In Minnesota, and across the ADDM network, we saw a decrease in the male-to-female ratio of autism prevalence. In the past, males typically had an autism rate 4 times higher than females. In 2022, the male: female ratio was 2.8 in Minnesota and 2.8 across ADDM sites combined. (Note: the ADDM project only collects data on male and female sex as indicated in records and does not include gender identification information.) In terms of race/ethnicity, as in 2020, we saw higher rates of autism for Asian/Pacific Islander, Black, and Hispanic children compared to White. We also saw a higher autism rate for Multiracial children compared to White in 2022; these two groups had similar autism rates in 2020.
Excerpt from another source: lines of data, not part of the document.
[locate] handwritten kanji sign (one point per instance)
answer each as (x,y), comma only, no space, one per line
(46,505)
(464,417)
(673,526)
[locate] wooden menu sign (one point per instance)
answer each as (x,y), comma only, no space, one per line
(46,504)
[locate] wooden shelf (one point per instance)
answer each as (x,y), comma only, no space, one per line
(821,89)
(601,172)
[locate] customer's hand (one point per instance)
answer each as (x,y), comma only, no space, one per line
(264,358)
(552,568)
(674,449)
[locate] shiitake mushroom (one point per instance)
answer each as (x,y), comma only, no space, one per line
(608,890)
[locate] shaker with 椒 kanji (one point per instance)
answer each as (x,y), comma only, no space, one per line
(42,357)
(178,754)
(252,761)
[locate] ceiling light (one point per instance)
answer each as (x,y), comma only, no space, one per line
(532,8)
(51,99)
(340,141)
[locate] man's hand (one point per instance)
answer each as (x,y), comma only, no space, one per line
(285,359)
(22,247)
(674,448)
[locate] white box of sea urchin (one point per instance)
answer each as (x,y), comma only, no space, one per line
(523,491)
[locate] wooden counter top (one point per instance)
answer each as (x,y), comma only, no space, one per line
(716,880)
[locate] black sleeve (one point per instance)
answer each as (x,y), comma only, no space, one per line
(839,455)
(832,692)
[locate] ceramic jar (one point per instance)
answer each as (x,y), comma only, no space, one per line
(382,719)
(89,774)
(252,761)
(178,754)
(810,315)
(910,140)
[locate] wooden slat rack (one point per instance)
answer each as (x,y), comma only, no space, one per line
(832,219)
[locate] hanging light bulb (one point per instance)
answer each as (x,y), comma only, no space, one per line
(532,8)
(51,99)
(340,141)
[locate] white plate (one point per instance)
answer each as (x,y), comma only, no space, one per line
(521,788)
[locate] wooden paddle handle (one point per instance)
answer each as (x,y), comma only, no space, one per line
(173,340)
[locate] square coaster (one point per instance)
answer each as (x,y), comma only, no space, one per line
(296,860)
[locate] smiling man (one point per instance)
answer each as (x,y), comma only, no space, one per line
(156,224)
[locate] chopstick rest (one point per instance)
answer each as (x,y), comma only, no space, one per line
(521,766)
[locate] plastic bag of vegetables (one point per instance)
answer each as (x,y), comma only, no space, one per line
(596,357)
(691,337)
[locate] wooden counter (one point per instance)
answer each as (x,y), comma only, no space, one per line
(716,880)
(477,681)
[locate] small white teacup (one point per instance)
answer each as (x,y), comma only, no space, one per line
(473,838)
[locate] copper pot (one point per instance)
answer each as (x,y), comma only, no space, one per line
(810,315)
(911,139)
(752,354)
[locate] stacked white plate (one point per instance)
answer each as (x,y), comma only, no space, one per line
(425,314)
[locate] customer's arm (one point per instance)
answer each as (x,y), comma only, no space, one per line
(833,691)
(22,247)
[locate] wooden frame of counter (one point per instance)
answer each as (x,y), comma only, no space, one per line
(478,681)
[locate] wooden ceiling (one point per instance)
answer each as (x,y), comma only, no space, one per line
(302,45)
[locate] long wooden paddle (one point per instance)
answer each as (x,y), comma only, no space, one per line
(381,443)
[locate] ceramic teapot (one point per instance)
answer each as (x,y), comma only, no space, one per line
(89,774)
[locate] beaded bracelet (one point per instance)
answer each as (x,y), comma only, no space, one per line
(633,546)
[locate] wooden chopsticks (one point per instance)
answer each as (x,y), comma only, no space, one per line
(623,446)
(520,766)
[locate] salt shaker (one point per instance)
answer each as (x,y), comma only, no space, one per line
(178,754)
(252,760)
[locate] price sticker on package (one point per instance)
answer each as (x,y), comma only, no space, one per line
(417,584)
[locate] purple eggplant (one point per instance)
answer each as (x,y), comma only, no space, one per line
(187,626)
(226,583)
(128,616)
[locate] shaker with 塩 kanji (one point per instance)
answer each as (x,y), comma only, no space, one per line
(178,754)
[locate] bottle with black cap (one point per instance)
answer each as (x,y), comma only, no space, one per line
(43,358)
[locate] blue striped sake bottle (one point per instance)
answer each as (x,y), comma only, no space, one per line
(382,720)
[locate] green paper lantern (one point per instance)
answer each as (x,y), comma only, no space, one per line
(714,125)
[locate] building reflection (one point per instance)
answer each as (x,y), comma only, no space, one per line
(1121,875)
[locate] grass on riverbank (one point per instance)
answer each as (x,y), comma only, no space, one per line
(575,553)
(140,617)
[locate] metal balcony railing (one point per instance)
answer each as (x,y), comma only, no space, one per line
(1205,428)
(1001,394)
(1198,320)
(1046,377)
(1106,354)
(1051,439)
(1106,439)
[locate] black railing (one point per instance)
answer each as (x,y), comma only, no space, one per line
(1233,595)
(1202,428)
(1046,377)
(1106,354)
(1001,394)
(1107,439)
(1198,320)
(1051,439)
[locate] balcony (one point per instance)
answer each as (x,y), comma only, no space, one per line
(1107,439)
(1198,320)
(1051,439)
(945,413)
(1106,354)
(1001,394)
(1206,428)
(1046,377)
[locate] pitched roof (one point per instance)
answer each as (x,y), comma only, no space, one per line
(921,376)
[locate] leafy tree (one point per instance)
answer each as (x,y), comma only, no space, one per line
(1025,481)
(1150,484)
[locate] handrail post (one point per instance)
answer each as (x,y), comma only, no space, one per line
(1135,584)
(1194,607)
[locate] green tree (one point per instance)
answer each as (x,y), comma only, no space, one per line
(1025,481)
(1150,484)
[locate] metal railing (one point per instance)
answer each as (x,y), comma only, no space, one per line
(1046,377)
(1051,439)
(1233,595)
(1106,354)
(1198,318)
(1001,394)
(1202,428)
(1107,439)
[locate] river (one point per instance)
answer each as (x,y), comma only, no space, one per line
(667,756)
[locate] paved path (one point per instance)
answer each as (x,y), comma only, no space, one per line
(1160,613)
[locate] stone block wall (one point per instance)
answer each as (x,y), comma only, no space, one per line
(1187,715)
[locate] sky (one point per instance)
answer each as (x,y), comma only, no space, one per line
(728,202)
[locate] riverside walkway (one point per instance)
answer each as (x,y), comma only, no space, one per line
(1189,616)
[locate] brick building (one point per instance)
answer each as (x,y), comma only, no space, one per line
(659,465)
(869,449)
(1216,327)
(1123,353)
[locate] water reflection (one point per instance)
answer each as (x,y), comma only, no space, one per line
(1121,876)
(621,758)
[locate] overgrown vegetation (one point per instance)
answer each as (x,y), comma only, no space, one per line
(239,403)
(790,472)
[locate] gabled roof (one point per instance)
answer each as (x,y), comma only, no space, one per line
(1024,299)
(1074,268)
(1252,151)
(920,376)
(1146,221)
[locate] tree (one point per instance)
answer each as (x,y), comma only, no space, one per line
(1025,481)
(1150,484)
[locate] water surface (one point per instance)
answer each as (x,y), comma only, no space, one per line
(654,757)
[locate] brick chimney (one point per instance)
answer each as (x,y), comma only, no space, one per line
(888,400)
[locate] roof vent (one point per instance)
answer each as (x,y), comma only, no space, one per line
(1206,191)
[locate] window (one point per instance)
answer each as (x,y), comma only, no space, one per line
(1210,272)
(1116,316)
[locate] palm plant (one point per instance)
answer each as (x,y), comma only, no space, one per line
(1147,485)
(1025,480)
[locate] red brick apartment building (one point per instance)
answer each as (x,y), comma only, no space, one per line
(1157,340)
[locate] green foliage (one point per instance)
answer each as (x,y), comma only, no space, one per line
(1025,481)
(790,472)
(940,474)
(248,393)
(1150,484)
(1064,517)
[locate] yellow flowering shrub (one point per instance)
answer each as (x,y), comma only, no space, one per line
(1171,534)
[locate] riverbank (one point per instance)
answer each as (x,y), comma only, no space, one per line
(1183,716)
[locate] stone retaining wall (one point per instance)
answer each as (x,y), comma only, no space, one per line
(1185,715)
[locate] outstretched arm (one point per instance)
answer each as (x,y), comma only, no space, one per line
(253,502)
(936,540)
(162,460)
In Minnesota, we identify autism much later than when first concerns are reported. We found that 4-year-old children are being identified with autism at about the same rate as 8-year-olds, which indicates that identification is not happening more frequently at earlier ages. Minnesota’s cumulative incidence rate for 4-year-olds lags behind that of the ADDM network overall. The slow rate of early identification in Minnesota is concerning due to the critical importance of early identification and intervention. Many states, including MN, have invested in early intervention to help children and families gain access to early intervention services. For example, Minnesota’s Early Intensive Developmental and Behavioral Intervention (EIDBI) Benefit provides early intensive intervention for people with autism and related conditions. To learn more about the EIDBI benefit follow this link:

https://mn.gov/dhs/partners-and-providers/news-initiatives-reports-workgroups/long-term-services-and-supports/eidbi/eidbi.jsp

Limitations

The findings in this report reflect a small number of children concentrated in a large metropolitan area and may not reflect prevalence across the entire state.

The numbers of 4-year-old children with autism from some racial/ethnic groups are small, and their prevalence estimates will be less precise than estimates for larger-sized populations. Confidence intervals show the range in which we are 95% confident that true prevalence lies, and a larger confidence interval means less precision (e.g., 19.9–33.0 for Asian/Pacific Islander children). This tells us we should use caution before drawing conclusions about differences between some groups.

MN-ADDM reviewed records from participating public school special education programs but did not review private school education records or all charter school education records in our geographic area. Similarly, if a child was identified with autism in a clinic outside of those included in MN-ADDM’s geographic area, their health records may not have been captured. Incomplete information could lead to misclassifying children’s cognitive ability, overestimating the age when they were first evaluated or when autism was identified, or failing to capture that the children were identified as having autism.